BIS - Sectors To Watch With Potential Rate Cuts On The Horizon

2024-01-16 04:50:00 ET

Summary

  • Why US banks could be poised for a rebound?
  • Sectors primed for a pivot if the Fed cuts.
  • The outlook for healthcare and real estate.

The potential for interest rate cuts this year by the U.S. Federal Reserve is raising the outlook for some sectors that had struggled in 2023. Benjamin Gossack, Managing Director and Portfolio Manager with TD Asset Management, looks at how the year may play out and the implications for investors with MoneyTalk’s Greg Bonnell.

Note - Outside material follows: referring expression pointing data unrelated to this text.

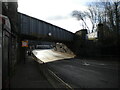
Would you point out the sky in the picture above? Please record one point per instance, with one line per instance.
(56, 12)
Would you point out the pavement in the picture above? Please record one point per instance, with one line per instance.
(82, 73)
(50, 55)
(28, 75)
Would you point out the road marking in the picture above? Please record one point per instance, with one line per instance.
(86, 64)
(102, 64)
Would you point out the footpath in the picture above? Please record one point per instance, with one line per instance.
(28, 75)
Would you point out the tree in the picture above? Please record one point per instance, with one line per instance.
(80, 16)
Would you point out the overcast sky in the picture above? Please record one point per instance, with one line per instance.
(57, 12)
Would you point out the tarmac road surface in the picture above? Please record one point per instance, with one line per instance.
(81, 73)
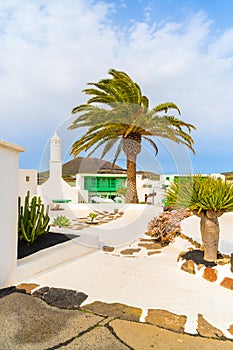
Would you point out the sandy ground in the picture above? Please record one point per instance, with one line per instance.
(152, 281)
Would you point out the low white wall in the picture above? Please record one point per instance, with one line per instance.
(8, 211)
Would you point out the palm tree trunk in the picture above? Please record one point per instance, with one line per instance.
(210, 235)
(131, 194)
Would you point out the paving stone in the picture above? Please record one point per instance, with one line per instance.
(99, 338)
(227, 282)
(154, 252)
(108, 249)
(28, 287)
(210, 274)
(188, 266)
(155, 245)
(129, 251)
(30, 324)
(230, 329)
(122, 311)
(62, 298)
(139, 336)
(205, 329)
(166, 319)
(9, 290)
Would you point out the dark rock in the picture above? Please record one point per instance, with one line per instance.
(166, 319)
(9, 290)
(129, 251)
(108, 249)
(189, 267)
(210, 274)
(198, 257)
(61, 298)
(205, 329)
(118, 310)
(42, 242)
(227, 282)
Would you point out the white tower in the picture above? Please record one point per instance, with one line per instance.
(55, 157)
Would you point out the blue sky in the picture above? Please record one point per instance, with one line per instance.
(180, 51)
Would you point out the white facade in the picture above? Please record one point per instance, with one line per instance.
(55, 158)
(27, 182)
(9, 154)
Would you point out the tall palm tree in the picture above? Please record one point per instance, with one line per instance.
(123, 119)
(208, 198)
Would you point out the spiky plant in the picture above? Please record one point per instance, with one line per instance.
(92, 216)
(208, 198)
(61, 221)
(125, 122)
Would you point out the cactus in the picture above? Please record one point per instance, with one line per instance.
(92, 216)
(61, 221)
(33, 220)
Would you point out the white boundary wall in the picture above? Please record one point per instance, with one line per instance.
(9, 154)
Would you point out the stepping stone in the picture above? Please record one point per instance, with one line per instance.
(129, 251)
(154, 252)
(28, 287)
(108, 249)
(205, 329)
(154, 245)
(61, 298)
(166, 319)
(9, 290)
(100, 338)
(118, 310)
(189, 267)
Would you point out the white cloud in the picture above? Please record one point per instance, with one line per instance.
(51, 49)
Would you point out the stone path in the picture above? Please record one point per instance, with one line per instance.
(30, 322)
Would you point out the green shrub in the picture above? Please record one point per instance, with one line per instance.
(201, 194)
(61, 221)
(33, 220)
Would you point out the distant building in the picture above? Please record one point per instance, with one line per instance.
(101, 185)
(55, 188)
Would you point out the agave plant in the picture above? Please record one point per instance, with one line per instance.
(61, 221)
(92, 216)
(208, 198)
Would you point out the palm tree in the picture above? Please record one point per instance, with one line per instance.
(208, 198)
(123, 119)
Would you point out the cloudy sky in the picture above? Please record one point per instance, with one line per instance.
(180, 51)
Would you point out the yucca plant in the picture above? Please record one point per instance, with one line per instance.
(61, 221)
(117, 117)
(208, 198)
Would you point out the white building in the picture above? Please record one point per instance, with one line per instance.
(9, 154)
(27, 182)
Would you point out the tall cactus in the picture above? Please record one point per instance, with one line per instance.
(33, 221)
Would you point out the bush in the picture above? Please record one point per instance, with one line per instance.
(166, 226)
(33, 221)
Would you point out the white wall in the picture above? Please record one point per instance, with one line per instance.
(27, 182)
(8, 211)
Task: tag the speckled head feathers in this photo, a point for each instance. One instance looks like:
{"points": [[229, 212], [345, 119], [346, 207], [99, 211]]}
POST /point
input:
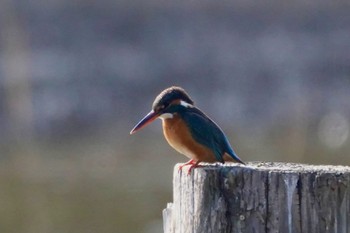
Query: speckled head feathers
{"points": [[169, 95]]}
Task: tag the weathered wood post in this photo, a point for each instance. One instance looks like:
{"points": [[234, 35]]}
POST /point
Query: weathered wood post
{"points": [[259, 198]]}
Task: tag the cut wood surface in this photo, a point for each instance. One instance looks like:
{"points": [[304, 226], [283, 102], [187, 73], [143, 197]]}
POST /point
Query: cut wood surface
{"points": [[260, 197]]}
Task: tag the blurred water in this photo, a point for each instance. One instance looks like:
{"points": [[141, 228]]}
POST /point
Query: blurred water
{"points": [[76, 76]]}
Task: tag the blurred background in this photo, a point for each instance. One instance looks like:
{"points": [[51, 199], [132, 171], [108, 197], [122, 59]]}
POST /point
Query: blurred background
{"points": [[76, 76]]}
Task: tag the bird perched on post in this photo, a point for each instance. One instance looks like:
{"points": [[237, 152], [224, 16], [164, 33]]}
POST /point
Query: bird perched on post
{"points": [[188, 130]]}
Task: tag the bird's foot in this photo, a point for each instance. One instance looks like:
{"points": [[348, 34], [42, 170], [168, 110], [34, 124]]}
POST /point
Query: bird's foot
{"points": [[193, 164]]}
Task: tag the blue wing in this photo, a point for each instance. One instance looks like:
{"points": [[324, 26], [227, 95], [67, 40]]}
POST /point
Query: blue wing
{"points": [[209, 134]]}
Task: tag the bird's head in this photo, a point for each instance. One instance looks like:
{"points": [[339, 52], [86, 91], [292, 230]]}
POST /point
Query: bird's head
{"points": [[163, 106]]}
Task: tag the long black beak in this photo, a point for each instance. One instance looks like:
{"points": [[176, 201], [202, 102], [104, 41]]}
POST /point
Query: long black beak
{"points": [[151, 116]]}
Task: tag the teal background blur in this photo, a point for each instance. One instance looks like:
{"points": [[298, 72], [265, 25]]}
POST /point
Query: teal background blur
{"points": [[77, 75]]}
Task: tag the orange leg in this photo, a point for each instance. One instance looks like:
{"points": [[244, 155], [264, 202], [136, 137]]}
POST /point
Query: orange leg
{"points": [[193, 164]]}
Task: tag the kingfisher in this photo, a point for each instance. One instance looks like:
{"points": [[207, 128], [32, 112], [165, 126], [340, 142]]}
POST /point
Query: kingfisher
{"points": [[188, 130]]}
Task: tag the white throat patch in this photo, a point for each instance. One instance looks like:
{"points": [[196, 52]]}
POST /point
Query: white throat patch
{"points": [[166, 116], [185, 104]]}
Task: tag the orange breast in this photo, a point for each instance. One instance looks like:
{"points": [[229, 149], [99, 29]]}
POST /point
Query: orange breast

Greg Bonnell: Signals from the US Federal Reserve that rate cuts could be on the table set off a market rally in the final weeks of 2023, marking an inflection point of sorts for several sectors. Well, here to walk us through what he's seeing in the markets, Ben Gossack, managing director and portfolio manager with TD Asset Management. Ben, great to have you back on the show.

Benjamin Gossack: Thanks. I even brought a new tie for a new year.

Greg Bonnell: So you always bring the charts, and you brought the tie for the new year, as well. Obviously, near the final innings of last year, the Fed came out and sort of tipped its hand and said, yeah, if conditions are right, we could see some rate cuts next year. We could see that ourselves, and the market took that information and ran with it, but not all of the market. You've got some interesting stuff to share with us.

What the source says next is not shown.